The most exclusive shop of all possessed an interior in such good taste that the customers were visible from outside only as vague shapes, humming and hawing in semi-darkness. Its broad window displayed one object: on a raised square of velvet, resembling the headsman’s block that is brought out only for the neck of a member of the nobility, was an ear-ring of twenty pearl drops, each held in the mouth of a little, intricately-decorated, golden chalice. Underneath was written: “At the Request of H. E. The Maharanee of Purd.”

Divver and Morgan stared at this for some time.

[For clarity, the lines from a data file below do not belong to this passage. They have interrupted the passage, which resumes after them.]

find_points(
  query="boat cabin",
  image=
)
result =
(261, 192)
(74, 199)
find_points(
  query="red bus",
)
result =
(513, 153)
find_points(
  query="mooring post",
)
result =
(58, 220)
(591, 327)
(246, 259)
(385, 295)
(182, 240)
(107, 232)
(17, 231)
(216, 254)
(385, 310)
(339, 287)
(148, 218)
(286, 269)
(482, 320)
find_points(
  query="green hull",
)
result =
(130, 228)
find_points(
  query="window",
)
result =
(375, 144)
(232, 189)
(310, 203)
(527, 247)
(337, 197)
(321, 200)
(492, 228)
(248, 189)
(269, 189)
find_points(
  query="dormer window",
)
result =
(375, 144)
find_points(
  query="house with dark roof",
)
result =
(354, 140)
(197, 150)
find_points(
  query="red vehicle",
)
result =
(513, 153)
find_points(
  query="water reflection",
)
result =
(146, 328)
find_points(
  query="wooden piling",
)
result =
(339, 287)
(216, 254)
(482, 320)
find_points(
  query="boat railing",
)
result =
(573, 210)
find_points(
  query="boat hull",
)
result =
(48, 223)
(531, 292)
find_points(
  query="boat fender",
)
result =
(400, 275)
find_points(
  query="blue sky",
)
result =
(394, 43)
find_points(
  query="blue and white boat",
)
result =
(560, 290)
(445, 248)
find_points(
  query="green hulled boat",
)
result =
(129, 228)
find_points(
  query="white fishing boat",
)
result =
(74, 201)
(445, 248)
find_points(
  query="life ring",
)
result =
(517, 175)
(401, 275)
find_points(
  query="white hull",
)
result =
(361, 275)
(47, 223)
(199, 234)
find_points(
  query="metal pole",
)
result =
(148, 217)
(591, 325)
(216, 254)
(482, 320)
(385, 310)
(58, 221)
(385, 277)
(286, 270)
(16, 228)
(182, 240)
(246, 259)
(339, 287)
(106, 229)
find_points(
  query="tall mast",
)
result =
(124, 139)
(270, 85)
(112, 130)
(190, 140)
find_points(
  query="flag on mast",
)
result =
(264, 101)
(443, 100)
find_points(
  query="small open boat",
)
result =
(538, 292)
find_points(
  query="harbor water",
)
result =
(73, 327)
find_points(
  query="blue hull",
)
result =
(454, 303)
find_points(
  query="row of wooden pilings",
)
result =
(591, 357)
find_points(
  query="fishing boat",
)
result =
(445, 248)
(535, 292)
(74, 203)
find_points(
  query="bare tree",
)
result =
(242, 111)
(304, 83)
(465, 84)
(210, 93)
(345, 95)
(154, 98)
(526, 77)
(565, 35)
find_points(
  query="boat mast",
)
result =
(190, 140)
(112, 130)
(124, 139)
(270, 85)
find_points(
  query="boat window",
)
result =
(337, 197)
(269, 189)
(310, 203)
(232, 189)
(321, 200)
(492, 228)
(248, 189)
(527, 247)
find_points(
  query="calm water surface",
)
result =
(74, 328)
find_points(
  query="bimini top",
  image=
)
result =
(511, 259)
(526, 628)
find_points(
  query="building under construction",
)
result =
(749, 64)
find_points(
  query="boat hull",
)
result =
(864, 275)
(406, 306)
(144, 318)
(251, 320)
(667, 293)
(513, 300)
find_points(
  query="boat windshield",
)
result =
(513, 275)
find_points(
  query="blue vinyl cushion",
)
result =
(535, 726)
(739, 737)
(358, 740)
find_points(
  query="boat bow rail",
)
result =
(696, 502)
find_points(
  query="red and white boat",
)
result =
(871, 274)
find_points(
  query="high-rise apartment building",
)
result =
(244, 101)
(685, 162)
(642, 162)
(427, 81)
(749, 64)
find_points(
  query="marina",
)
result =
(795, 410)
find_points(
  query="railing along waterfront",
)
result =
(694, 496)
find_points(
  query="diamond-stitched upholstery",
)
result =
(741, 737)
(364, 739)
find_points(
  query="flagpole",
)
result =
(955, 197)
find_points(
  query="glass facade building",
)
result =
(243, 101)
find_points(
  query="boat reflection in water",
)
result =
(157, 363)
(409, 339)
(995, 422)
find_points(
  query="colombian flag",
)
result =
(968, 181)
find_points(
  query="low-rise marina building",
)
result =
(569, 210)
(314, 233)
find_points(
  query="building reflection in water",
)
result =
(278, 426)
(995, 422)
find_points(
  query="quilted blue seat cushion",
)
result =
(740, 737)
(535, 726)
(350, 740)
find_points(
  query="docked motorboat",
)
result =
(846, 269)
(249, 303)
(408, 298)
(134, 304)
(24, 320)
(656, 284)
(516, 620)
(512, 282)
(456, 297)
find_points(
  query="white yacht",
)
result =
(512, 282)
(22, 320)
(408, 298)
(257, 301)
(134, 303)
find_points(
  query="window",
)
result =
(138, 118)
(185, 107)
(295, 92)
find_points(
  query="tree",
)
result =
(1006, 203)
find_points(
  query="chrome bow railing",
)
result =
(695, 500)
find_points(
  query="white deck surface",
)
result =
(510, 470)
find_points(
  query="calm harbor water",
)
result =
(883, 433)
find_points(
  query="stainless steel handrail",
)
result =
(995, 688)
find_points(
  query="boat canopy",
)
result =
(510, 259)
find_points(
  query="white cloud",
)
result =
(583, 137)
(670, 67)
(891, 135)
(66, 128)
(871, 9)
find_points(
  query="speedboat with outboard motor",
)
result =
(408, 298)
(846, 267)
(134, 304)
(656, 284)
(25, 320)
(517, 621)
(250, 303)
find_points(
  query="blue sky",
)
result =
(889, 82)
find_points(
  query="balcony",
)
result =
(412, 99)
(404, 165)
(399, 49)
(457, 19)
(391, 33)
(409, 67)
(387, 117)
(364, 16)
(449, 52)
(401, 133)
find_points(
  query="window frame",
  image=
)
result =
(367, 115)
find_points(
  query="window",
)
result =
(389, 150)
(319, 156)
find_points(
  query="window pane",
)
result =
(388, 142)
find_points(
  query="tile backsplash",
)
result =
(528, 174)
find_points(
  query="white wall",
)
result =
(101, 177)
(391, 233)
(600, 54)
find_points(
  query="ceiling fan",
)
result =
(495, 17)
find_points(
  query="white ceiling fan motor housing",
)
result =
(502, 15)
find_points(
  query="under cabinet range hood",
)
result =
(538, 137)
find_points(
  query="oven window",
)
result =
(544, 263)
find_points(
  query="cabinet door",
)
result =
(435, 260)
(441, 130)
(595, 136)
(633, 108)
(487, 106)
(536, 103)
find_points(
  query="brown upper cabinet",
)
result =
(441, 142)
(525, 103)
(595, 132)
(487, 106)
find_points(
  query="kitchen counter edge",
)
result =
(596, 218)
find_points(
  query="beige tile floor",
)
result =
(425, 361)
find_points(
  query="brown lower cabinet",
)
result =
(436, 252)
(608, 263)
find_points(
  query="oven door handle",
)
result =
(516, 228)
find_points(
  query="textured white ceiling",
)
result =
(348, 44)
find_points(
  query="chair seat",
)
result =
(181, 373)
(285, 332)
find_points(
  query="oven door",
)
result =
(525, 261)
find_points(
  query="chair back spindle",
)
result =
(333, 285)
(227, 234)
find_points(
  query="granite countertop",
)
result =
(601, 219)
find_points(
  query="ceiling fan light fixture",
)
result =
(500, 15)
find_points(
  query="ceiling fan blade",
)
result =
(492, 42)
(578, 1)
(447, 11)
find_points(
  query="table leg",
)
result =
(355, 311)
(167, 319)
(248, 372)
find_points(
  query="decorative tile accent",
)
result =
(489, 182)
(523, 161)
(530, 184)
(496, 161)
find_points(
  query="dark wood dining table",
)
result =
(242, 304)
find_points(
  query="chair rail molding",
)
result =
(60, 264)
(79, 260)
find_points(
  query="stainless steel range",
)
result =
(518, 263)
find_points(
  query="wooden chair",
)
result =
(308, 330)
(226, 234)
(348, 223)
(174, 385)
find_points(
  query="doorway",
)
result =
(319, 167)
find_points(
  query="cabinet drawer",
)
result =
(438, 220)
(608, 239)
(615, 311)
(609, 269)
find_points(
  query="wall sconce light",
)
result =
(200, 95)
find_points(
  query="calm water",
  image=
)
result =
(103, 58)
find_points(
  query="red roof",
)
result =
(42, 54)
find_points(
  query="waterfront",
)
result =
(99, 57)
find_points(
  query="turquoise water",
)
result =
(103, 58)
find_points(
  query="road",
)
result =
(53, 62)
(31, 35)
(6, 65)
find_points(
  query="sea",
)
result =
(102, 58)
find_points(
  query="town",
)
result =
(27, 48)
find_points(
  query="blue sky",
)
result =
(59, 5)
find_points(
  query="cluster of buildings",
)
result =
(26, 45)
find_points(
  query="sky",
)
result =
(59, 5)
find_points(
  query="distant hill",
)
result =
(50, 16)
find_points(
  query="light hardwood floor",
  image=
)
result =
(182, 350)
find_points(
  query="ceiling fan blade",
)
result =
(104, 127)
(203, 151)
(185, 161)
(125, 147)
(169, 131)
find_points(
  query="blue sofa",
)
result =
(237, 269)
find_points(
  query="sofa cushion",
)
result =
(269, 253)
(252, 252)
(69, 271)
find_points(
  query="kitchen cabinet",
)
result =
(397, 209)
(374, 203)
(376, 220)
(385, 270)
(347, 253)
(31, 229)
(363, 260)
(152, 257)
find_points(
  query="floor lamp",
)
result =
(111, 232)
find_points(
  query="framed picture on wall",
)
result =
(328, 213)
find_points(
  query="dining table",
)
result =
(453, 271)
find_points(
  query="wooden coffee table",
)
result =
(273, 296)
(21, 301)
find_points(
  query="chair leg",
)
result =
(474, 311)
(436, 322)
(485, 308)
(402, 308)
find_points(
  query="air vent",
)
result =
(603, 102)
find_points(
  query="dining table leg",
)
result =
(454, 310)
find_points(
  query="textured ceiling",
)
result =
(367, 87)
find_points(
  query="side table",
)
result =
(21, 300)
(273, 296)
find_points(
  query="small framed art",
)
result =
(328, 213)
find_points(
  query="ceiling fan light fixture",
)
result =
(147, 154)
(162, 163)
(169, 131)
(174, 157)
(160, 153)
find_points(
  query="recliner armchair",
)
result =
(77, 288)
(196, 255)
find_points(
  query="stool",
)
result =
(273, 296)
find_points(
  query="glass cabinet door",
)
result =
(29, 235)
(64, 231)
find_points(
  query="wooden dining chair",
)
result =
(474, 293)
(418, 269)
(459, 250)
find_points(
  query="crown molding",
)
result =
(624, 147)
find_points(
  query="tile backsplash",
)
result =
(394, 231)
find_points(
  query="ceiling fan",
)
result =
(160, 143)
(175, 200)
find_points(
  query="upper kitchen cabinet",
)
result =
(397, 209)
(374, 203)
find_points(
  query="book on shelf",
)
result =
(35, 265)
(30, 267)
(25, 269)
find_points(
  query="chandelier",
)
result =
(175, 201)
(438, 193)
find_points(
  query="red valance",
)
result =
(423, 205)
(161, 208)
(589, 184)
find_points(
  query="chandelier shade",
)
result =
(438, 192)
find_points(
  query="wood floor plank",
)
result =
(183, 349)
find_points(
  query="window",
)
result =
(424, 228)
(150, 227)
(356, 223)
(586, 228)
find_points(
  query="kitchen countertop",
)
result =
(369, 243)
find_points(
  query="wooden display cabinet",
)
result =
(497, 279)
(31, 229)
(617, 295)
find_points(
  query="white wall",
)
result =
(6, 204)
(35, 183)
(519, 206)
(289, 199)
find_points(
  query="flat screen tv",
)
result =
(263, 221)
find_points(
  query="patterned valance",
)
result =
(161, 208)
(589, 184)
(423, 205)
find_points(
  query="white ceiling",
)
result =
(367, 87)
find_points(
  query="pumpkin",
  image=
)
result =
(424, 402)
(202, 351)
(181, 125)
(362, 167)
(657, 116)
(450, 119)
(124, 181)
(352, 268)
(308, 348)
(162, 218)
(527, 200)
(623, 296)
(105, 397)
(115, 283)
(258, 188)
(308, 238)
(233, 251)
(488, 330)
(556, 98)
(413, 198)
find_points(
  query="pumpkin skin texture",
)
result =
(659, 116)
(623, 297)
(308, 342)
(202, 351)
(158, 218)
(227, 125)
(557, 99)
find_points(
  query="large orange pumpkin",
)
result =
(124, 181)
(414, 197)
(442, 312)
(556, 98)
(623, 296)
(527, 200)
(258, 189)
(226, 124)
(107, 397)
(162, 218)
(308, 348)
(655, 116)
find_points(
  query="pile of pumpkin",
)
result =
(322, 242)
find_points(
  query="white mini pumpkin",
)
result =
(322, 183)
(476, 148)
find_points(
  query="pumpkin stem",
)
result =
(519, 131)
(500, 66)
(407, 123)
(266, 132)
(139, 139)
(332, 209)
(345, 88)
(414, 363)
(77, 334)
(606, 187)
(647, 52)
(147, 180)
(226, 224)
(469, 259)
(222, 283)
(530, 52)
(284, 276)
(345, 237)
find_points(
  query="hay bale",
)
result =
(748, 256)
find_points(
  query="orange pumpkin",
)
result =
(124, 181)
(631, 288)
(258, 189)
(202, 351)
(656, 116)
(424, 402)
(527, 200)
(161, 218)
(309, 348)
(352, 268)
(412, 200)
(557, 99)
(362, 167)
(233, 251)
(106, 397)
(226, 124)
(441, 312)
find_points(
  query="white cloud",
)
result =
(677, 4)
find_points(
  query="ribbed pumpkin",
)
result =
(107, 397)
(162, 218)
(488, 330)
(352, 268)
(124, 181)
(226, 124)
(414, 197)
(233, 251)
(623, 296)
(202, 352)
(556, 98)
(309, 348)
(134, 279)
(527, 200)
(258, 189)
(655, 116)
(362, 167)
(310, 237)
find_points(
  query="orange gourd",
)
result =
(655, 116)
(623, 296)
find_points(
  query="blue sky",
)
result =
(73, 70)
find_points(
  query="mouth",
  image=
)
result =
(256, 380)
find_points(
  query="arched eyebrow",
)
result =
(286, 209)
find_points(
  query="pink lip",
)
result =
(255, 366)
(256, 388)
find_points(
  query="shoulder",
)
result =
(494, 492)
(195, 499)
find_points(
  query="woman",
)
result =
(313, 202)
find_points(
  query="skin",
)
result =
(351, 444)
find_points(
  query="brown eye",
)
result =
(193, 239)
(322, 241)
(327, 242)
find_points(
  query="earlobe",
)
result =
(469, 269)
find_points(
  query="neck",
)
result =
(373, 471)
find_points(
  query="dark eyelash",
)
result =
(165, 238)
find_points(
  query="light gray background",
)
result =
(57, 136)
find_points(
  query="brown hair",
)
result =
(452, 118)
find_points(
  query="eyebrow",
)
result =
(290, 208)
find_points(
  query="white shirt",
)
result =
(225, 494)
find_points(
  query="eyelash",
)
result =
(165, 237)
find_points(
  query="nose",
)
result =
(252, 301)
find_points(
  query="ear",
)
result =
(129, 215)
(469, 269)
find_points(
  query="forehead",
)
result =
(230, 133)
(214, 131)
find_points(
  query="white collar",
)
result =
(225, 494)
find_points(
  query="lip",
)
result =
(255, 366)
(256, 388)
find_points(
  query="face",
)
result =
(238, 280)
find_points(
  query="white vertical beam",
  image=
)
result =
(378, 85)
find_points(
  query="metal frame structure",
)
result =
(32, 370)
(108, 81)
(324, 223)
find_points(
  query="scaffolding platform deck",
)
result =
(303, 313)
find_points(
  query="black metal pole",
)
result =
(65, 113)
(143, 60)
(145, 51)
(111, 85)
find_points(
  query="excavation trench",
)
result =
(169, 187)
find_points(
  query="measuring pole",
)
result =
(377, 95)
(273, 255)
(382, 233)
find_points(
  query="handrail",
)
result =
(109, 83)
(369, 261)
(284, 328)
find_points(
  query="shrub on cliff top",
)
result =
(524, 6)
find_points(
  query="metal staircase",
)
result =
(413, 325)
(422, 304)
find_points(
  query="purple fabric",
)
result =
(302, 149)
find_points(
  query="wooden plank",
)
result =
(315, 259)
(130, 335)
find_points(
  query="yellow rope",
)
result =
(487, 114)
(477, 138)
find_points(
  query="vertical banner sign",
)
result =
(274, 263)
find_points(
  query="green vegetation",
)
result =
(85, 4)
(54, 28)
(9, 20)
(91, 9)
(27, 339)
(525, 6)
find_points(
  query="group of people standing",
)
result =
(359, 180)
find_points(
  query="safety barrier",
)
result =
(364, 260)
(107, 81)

“Of course, this isn’t the
real
Poland,” Divver said.

Only a few shops of this kind could afford not to advertise that Mell goldwork was a local craft. Most of the goldsmiths on Bread Street displayed evidence of this domesticity in a way that charmed the susceptible tourists; they put their craftsmen
in a front window where they could be stared at all day. The bigger shops displayed four or five craftsmen in a row, each with a glass screwed into his eye, burnishing points on a little treadle-wheel, picking up nuggets with tweezers and clamping them with fine pincers into the teeth of pendants, bracelets, and clasps. These workmen might prefer newer machinery, large tables and artificial lights, in a big back room; but it was their duty to charm by being seen; the steep price of an ornament was not exorbitant if it included the privilege of participation in its old-world manufacturing: this made it like a baby, at once innocent and priceless. The appropriate mess of primitive creation was also visible: unlimited dust and filings, oily sharpening-stones, little racks for babyish hand-tools, spirit-burners whose flames were almost invisible in the sunshine, neat little aprons with rolled-leather waistcords, soft cloths: for their enduring of this litter the craftsmen were paid a small extra sum, under the Polish Miner’s Silicosis Ordinance. The workmen scarcely ever raised their eyes to the mobs that scrutinized them, but they could be seen talking to each other almost without pause, barely moving their lips and not looking at one another: they talked in strange languages, because, despite the claims of the guide-books, most of them were highly-paid professionals who came to Mell from Amsterdam and Antwerp in June and were shipped back there at the end of the season.